A former member of Arvin Shreeve's polygamist sect says she lied last October when she told reporters the group had not disbanded and that her marriage to a group member was arranged so the man could buy a home.
Robin Hughes, now living in Kansas, also said she questions the child sexual-abuse charges filed against Shreeve and eight female sect members since last August."I just didn't see that," said Hughes, who said she lived with the group in Ogden's Northwood subdivision for about six months.
She made her initial statements to the media Oct. 21 following Shreeve's arraignment in 2nd District Court on child sodomy and sexual-abuse charges.
Hughes sent a letter to the Standard-Examiner this week recanting her comments, saying she made the statements "because I felt that's what people wanted to hear."
She said she had been under a lot of "pressure from authorities, and thought I was going to be prosecuted" for belonging to the sect.
To date, eight group members, including Shreeve, have pleaded guilty to a variety of charges ranging from child sodomy and attempted aggravated child sexual abuse to sexual exploitation of children and dealing in materials harmful to minors.
Despite those admissions, Hughes now says she "was wrong about the group" and believes the charges were fabricated by prosecutors bent on destroying the group.
"I knew those people . . . they're just pleading guilty to make those officers happy," she said. "I don't think my friends should go through the persecution . . . and prosecution the cops and the LDS Church are putting them through."
Shreeve and most other adult members of the sect were excommunicated by the Mormon Church several years ago.
Hughes said she was unaware that law enforcement authorities and another young woman who left the group after Hughes did have also said the group was intact and continuing to meet.
"I didn't really know that at the time" she made the comments, Hughes said in a telephone interview Monday from Kansas.
She also said the revelations of further activity do not change her opinion that the group has now formally disbanded.
"Also, I was wrong to say my husband married me to get the house we bought," Hughes said. "He didn't need me to buy that."
Hughes said she remains separated from her husband.

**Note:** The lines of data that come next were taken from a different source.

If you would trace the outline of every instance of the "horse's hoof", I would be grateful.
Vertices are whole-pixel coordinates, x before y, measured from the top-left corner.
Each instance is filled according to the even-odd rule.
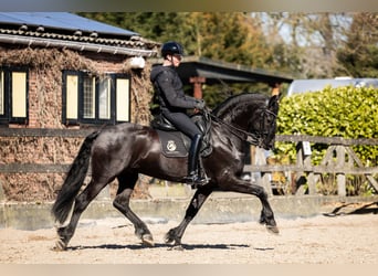
[[[280,230],[277,226],[266,225],[266,230],[271,234],[275,234],[275,235],[280,234]]]
[[[151,234],[145,234],[141,236],[141,242],[144,245],[147,245],[147,246],[150,246],[150,247],[154,247],[155,246],[155,243],[154,243],[154,237]]]
[[[57,240],[55,242],[55,246],[51,248],[52,251],[65,251],[66,250],[66,244],[62,240]]]
[[[181,244],[176,244],[168,248],[168,251],[183,251],[183,247]]]

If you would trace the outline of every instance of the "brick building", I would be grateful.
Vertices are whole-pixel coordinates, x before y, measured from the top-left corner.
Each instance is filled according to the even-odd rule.
[[[159,44],[67,12],[0,12],[0,194],[53,200],[83,137],[149,120]]]

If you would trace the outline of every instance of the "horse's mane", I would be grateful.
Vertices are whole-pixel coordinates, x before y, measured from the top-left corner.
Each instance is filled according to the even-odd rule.
[[[266,102],[267,96],[258,93],[242,93],[238,95],[233,95],[227,98],[223,103],[219,104],[213,110],[212,114],[219,118],[229,115],[231,112],[234,112],[235,106],[240,105],[250,105],[251,102]]]

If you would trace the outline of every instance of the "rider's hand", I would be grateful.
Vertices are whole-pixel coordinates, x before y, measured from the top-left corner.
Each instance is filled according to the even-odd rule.
[[[195,105],[195,107],[197,108],[197,109],[199,109],[199,110],[203,110],[203,108],[204,108],[204,100],[203,99],[197,99],[197,103],[196,103],[196,105]]]

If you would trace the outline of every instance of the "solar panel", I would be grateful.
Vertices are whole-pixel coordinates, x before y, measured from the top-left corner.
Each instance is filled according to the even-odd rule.
[[[86,19],[70,12],[0,12],[0,24],[25,24],[28,26],[44,26],[61,30],[81,30],[113,35],[139,35],[118,26]]]

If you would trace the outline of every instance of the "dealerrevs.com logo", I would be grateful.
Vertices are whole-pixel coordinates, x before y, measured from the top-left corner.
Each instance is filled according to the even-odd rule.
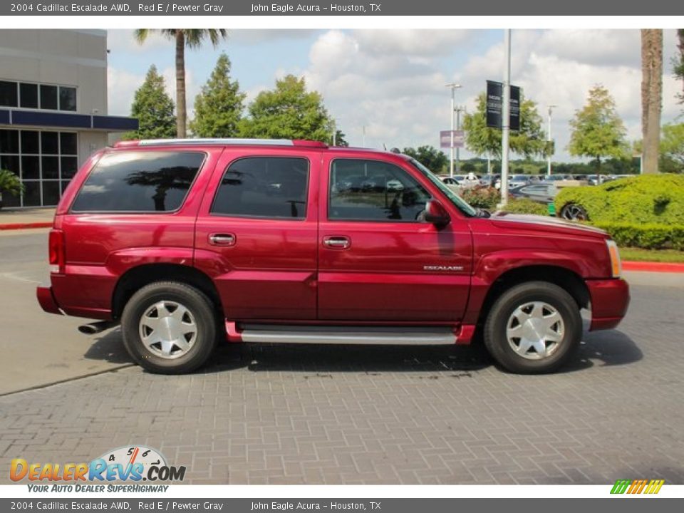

She said she moved away from Utah to start a new life but still loves her former associates.
"If I could do it over again, I would," she wrote in the letter. "I really loved living out there. I hope these people will forgive me for all I've said and done . . . and hope they will still be my friends.
"I don't believe anything bad was going on out there," Hughes added, "and what a lot of these women are going through is all wrong."
Mike King, who has spearheaded the investigation of the group for the county attorney's office, said the sect is still active and that authorities have the group under close scrutiny.